Nitrate Assimilation under Elevated CO2 and Leaf N2O Emissions

CO2 和叶 N2O 排放量升高时的硝酸盐同化

• 批准号: 9974927
• 负责人: Arnold Bloom
• 金额: $ 45.69万
• 依托单位: University of California-Davis
• 依托单位国家: 美国
• 项目类别: Continuing Grant
• 财政年份: 1999
• 资助国家: 美国
• 起止时间: 1999-07-01 至 2003-06-30
• 项目状态: 已结题
• 来源: https://www.nsf.gov/awardsearch/showAward?AWD_ID=9974927&HistoricalAwards=false
• 关键词: Nitrate; Assimilation; under; Elevated; CO2

The PIs have found that high carbon dioxide levels interfere with the ability of wheat plants to use nitrate fertilizer as a nitrogen source. Were this a general phenomenon, it would offer a mechanistic explanation for several other unresolved issues including (a) why the stimulation of photosynthesis by high carbon dioxide levels declines over time, (b) why high carbon dioxide levels inhibit plant respiration, and (c) why nitrogen availability determines ecosystem response to carbon dioxide enrichment. The PIs have also discovered that wheat leaves emit significant amounts of nitrous oxide, a greenhouse gas that has an effect approximately 250 times greater than carbon dioxide and that contributes to ozone degradation in the upper atmosphere. The PIs preliminary results indicate that leaf nitrous oxide emissions could account for as much as 12% of the nitrous oxide generated worldwide.The proposed research will survey a range of plant types for carbon dioxide inhibition of nitrate assimilation and leaf nitrous oxide emissions to determine whether they are common occurrences. It will evaluate some of the possible mechanisms behind this inhibition. It will assess the importance of several possible sources of nitrous oxide emissions including shoot nitrate assimilation, root nitrate assimilation, and production by microbes around the root. It will evaluate these phenomena in the field through a collaboration with an ongoing study that is examining soil nitrous oxide emissions from wheat fields in the Yaqui Valley of Mexico. The results of this research will be far-reaching, providing fundamental information on the mechanisms responsible for plant responses to elevated carbon dioxide as well as for greenhouse gas emissions from plants.

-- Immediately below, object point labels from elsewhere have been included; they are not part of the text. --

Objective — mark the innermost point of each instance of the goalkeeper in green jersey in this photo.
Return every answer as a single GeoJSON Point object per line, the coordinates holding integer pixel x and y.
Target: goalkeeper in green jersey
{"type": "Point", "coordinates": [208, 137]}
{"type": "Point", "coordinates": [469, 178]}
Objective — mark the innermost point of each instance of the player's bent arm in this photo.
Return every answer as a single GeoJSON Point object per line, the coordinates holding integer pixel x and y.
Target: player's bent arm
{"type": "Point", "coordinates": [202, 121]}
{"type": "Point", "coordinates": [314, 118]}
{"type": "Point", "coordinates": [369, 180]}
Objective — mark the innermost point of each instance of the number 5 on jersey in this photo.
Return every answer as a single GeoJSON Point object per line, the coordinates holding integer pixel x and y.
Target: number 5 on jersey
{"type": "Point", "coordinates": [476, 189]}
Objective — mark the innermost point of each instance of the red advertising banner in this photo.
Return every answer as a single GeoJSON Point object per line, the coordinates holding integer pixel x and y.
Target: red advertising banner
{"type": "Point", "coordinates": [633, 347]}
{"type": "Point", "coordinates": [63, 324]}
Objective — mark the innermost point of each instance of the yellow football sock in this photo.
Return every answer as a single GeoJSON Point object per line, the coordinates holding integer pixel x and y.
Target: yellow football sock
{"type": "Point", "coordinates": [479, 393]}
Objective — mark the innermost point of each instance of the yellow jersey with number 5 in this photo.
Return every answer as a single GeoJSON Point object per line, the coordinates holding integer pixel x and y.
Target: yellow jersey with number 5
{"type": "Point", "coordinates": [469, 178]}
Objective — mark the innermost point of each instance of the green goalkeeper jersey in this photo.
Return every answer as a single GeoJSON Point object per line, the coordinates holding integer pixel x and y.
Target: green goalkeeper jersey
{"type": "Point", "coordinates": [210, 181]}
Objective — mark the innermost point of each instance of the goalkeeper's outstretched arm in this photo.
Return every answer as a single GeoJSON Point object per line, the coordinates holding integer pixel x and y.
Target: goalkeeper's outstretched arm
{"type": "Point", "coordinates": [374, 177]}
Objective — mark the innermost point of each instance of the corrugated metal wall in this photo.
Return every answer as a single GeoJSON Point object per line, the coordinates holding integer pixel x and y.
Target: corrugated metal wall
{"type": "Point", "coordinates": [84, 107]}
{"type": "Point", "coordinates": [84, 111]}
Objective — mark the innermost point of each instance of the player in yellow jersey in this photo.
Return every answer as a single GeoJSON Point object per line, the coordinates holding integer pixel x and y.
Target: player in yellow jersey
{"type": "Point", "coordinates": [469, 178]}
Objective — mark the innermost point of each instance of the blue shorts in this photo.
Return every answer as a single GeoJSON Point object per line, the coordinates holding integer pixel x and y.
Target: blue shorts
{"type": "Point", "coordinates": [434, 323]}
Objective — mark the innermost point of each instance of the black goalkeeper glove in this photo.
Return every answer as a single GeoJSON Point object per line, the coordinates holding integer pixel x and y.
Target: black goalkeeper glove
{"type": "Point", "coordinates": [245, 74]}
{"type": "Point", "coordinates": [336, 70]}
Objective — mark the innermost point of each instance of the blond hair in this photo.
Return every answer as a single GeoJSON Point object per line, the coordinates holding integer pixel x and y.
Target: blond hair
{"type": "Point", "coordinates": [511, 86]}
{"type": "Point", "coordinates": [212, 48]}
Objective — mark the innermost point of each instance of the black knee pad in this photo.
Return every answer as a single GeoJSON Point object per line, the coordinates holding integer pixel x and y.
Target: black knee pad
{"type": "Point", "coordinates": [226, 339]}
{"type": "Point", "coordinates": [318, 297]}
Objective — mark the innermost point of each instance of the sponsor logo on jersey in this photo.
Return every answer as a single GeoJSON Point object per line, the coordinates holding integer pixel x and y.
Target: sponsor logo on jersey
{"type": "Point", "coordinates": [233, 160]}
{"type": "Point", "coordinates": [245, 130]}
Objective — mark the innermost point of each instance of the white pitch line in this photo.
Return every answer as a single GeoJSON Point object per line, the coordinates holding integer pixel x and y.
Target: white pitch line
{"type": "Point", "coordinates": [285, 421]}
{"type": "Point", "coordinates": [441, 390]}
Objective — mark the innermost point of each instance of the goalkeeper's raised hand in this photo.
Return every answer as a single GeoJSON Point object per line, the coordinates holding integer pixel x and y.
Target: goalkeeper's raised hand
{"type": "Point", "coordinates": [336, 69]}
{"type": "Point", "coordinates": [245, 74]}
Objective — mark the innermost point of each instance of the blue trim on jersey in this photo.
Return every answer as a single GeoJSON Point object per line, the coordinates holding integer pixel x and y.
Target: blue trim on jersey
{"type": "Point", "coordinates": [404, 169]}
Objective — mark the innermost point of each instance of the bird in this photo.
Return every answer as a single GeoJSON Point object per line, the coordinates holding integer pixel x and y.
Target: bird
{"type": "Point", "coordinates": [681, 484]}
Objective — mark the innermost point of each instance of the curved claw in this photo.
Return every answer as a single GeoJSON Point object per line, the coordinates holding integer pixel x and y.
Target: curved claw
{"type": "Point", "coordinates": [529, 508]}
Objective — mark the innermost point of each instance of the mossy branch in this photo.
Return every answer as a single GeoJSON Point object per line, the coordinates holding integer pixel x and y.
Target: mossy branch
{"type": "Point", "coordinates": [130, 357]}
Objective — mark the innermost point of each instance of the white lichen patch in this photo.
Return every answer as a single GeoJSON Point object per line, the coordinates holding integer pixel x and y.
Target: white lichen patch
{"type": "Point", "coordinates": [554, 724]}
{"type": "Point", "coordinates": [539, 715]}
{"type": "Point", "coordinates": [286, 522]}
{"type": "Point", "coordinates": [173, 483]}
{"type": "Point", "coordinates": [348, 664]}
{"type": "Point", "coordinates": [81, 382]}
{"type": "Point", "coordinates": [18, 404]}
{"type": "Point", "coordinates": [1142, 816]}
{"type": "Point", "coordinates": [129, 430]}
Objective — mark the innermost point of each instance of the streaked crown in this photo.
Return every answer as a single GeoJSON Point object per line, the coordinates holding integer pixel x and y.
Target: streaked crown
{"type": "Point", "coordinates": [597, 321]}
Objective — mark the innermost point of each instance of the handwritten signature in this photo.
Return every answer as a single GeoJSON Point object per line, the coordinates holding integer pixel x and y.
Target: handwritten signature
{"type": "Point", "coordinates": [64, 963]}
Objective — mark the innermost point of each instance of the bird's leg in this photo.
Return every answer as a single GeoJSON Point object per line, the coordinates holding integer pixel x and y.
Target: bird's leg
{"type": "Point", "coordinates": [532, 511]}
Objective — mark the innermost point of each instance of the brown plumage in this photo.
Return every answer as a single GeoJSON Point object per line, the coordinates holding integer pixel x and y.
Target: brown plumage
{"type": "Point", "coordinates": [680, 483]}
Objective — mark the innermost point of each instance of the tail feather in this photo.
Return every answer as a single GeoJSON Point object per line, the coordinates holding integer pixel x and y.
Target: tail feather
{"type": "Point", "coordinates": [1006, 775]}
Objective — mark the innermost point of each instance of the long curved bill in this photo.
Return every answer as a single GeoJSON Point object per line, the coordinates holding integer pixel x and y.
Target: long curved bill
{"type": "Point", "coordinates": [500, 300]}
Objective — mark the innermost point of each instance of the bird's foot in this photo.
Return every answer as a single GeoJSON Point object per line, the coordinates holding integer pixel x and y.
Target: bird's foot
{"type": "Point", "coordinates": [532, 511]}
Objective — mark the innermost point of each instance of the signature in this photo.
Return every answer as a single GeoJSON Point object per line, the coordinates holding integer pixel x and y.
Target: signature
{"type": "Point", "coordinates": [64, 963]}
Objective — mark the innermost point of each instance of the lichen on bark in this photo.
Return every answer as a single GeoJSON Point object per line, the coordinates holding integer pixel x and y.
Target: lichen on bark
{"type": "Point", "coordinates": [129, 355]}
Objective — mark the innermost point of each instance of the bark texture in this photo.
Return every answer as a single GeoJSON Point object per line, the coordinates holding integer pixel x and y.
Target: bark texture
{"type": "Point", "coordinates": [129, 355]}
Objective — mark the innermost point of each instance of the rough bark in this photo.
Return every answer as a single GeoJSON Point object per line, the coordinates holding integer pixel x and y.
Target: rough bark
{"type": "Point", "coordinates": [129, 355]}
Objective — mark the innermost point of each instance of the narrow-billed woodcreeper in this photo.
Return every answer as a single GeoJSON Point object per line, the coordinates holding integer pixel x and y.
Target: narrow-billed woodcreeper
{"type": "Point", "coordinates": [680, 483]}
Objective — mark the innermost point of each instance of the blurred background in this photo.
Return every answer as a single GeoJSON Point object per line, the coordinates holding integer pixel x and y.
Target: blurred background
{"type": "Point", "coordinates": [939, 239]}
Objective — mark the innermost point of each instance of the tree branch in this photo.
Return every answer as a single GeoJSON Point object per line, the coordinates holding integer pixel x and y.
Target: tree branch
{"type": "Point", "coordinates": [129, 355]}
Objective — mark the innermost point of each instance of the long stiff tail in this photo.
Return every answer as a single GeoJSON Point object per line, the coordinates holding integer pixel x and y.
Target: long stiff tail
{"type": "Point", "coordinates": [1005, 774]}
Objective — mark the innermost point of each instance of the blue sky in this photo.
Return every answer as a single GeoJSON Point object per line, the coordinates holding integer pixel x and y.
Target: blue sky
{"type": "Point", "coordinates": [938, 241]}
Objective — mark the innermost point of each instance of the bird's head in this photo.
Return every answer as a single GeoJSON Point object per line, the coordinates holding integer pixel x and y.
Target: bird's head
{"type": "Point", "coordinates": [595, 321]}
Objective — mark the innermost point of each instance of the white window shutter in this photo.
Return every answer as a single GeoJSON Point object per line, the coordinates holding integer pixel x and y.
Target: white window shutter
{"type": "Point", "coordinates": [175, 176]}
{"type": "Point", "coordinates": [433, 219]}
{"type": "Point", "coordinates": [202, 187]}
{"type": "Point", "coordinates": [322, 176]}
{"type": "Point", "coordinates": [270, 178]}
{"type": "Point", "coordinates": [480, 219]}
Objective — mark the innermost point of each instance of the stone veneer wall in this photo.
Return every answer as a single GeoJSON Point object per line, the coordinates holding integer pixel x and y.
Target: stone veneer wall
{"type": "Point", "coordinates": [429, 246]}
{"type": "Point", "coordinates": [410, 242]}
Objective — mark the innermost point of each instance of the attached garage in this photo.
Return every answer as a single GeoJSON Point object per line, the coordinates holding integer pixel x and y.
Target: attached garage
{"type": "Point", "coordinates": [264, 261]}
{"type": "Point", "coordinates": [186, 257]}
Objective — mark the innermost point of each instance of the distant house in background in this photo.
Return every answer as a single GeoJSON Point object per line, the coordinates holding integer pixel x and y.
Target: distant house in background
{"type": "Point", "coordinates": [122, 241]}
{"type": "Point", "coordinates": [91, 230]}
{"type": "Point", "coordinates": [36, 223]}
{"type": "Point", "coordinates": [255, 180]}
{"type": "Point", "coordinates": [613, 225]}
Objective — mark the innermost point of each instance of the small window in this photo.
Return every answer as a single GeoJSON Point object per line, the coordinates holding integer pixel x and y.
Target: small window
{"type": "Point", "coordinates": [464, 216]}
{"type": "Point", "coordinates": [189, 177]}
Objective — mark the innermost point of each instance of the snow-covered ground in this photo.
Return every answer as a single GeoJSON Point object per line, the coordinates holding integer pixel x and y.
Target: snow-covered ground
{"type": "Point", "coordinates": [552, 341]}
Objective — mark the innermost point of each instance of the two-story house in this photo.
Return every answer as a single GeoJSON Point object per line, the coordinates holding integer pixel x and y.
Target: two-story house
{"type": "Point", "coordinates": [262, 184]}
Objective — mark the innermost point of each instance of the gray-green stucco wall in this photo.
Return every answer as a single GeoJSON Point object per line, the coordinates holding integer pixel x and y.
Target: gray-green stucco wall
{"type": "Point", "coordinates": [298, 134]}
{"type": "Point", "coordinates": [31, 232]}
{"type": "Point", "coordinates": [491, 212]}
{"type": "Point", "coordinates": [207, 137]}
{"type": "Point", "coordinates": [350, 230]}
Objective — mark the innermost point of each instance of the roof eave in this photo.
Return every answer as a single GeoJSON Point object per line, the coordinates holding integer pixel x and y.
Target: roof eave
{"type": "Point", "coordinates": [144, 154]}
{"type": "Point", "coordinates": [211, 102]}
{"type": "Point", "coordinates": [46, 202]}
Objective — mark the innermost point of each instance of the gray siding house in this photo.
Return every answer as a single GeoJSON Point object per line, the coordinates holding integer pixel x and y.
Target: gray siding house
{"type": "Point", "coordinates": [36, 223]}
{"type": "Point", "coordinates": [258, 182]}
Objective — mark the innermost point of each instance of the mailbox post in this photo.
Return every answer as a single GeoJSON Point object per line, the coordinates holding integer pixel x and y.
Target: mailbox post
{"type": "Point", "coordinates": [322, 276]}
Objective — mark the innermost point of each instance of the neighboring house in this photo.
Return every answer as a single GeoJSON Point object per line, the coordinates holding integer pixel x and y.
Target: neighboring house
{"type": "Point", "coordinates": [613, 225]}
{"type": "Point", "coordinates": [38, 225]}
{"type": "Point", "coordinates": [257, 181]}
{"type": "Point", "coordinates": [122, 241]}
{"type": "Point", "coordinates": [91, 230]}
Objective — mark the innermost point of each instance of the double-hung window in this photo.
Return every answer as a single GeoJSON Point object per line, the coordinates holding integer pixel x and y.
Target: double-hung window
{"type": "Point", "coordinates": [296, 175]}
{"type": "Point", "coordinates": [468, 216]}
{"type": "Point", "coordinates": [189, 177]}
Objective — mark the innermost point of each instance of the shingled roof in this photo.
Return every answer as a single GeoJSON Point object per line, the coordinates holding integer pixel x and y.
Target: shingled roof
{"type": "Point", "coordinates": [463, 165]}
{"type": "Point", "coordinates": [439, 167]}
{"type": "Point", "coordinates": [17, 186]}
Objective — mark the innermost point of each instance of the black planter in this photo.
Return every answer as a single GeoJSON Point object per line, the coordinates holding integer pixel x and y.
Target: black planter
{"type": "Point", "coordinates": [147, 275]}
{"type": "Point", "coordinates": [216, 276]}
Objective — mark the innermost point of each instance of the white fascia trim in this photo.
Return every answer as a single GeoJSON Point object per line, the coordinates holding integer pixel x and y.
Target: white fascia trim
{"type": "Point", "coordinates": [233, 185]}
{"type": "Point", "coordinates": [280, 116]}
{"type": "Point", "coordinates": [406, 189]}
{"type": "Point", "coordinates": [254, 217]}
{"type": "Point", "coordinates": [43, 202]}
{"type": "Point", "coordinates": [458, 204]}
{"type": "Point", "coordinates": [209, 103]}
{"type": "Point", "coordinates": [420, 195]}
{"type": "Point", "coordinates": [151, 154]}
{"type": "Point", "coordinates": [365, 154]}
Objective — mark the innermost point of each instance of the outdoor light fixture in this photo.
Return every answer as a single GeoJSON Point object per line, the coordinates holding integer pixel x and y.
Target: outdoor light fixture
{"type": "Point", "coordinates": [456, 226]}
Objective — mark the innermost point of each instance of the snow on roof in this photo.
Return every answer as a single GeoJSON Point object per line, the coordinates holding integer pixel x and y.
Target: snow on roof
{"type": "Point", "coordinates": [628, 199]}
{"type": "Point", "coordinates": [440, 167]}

PI发现，高二氧化碳水平干扰了小麦植物使用硝酸盐肥料作为氮源的能力。如果这是一种普遍现象，它将为其他几个尚未解决的问题提供一个机械解释，包括（a）为什么高二氧化碳水平对光合作用的刺激会随着时间的推移而下降，（B）为什么高二氧化碳水平会抑制植物呼吸，以及（c）为什么氮的可用性决定了生态系统对二氧化碳富集的反应。PI还发现，小麦叶片排放大量的一氧化二氮，这是一种温室气体，其影响约为二氧化碳的250倍，并有助于高层大气中的臭氧退化。PI的初步结果表明，叶片一氧化二氮排放量可能占全球一氧化二氮产生量的12%。拟议的研究将调查一系列植物类型的二氧化碳抑制硝酸盐同化和叶片一氧化二氮排放，以确定它们是否常见。它将评估这种抑制背后的一些可能机制。它将评估几种可能的一氧化二氮排放源的重要性，包括地上部硝酸盐同化、根部硝酸盐同化和根部周围微生物的生产。它将通过与一项正在进行的研究合作，在实地评估这些现象，该研究正在审查墨西哥亚基河谷麦田的土壤一氧化二氮排放。这项研究的结果将具有深远的意义，为植物对二氧化碳浓度升高的反应以及植物温室气体排放的机制提供基本信息。